We must be honest about an artist’s political affiliations. At the same time, we should support those artists who are on the right, who are pushing the boundaries of AI art and memetic humour, who incorporate whimsy, play, and the jack-o-lantern’s cackle into their work.


Art can be too easily destroyed by a dedication to truth. It can become a cage that prevents the artist from earnestly engaging the full range of their imagination and creativity.


Verisimilitude has a place in the gallery, but I want to see Monet.



Do you like this painting for its truthfulness, beauty, playfulness, or lightness? Which of these words do you associate with the “right”? Is it good that’s the word you’d choose?


I strongly disagree with Lomez that “...the whole concept of [political label] art is a category error.” There is explicitly right-leaning art that is wonderful and beautiful, just as there is beautiful left-leaning political art and art with elements of both the left and the right and neither.
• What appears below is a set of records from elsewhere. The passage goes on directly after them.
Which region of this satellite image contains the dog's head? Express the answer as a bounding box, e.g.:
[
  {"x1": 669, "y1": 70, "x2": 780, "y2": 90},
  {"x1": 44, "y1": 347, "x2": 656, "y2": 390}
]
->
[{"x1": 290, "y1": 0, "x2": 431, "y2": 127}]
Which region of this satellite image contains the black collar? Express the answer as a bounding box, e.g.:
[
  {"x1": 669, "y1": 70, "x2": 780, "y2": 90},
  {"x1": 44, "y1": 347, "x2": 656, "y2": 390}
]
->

The category is not the error; rather, it is simply one among others. The much bigger error is the notion that art must be truthful or apolitical in purpose or intent. Right-leaning art should aim for an honest, truthful depiction of the world. It should also embrace contradiction, dishonesty, and allow for play, spite, and whimsy. It is a category error to describe Monet as a left- or right-leaning artist; it is not a category error to describe Raspail as one. It is a category error to describe Lynch as right-leaning, but it is not an error to say his work has interesting themes that resonate with the right. Placing art above political labels is unrealistic, equally unrealistic as equating art with truth.


The problem with right-wing art is that right-wing artists allow their sense of “the truth” to undercut the complexity, depth, and multidimensional beauty of their work. They stand in their own way. Lomez’s definition of right-leaning art as “truthful” art exacerbates this trend: artists flock to the truth, and leave all the pleasant, beautiful lies to the left. The truth is so important, so vital, one can begin to think they can leave play, whimsy, lies, spite, fantasy, sex, romance, and most importantly, excellent technique, to the left. The problem is not that people are putting politics before the art; the problem is that people are telling only the truth.

The final revelation is that Lying, the telling of beautiful untrue things, is the proper aim of Art. But of this I think I have spoken at sufficient length.